The deck I'm looking for is something surfy and fun, but still versatile. Not looking for anything super stiff. Pow, trees, slashes, chutes, some bigger lines every once in awhile. Price plays a bit of a difference too.



That being said I've got a couple decks I've been looking at: K2 Ultrasplit, Salomon SS, Arbor Abacus, and Burton Landlord.



Anyone have any experience with these decks? Suggestions for anything else to look at? I'm not a huge fan of rocker between the bindings so I'm not really considering any NS or Mervin decks.


----------



## txb0115 (Sep 20, 2015)

DrnknZag said:


> The deck I'm looking for is something surfy and fun, but still versatile. Not looking for anything super stiff. Pow, trees, slashes, chutes, some bigger lines every once in awhile. Price plays a bit of a difference too.


Get a prior Khyber or BC split with XTC construction... Best and lightest splits you can get... With the Canadian Dollar in the shitter you are automatically getting 34% off as of today... Next weekend they are having a sale Oct 9th-12th that will be 20% off, so that combined with the strong USD will give you almost 50% off on a brand new custom built split....

Prior Snowboards and Skis


----------



## SnowDogWax (Nov 8, 2013)

Go Venture!

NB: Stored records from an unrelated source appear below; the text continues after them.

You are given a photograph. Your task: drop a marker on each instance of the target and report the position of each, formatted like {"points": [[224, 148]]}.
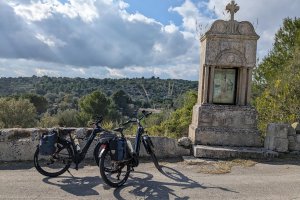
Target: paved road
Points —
{"points": [[275, 180]]}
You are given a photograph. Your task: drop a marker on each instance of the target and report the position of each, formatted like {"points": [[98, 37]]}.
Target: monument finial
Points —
{"points": [[232, 8]]}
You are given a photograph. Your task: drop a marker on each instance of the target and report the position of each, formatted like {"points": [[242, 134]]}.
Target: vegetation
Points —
{"points": [[277, 79], [16, 113], [49, 101], [76, 102], [178, 122]]}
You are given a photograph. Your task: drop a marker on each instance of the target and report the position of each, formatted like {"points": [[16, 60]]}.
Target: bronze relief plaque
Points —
{"points": [[224, 86]]}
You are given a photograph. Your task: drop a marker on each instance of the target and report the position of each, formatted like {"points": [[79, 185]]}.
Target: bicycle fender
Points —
{"points": [[96, 150], [102, 150]]}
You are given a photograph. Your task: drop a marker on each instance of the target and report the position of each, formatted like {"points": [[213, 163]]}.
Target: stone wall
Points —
{"points": [[283, 137], [20, 144]]}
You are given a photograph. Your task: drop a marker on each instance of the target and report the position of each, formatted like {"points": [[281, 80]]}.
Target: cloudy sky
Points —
{"points": [[121, 38]]}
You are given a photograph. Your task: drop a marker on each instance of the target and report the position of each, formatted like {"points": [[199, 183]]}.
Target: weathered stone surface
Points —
{"points": [[185, 142], [296, 127], [201, 151], [281, 145], [227, 47], [224, 125], [277, 138], [278, 130], [298, 138]]}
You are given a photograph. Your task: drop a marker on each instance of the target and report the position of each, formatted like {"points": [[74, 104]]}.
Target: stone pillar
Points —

They really make the best split out there..









':happy:


----------



## txb0115 (Sep 20, 2015)

SnowDogWax said:


> Go Venture! They really make the best split out there..
> 
> ':happy:


Venture DID make great splits... Super heavy though...

But they are past tense...

Out of business, no longer producing boards...

Which is a bummer..

http://www.denverpost.com/business/ci_28784793/end-road-silverton-based-venture-snowboards


----------



## SnowDogWax (Nov 8, 2013)

Wow didn't know 
Bought the Zelix at end of last season..







:chin:


----------



## Supra (Jan 11, 2012)

Trapper snowboards:

Splitboards – Tagged "splitboard" – Trapper Snowboards

The Ursa is the big mountain board. I guess the landlord would be similar to it. I rode the solid Ursa last winter and it's super smooth in the powder. Rocker nose with camber underfoot.

The poacher is a powder twin. Nose and tail rocker with camber underfoot.

The trout trap is like the ursa but with the tail chopped off. Apparently the entire board floats, rather than just the tail sinking. 

Anyways, read the descriptions and look at the specs. They're on sale right now, and in Canadian dollars. I've ordered a Trout Trap solid.


----------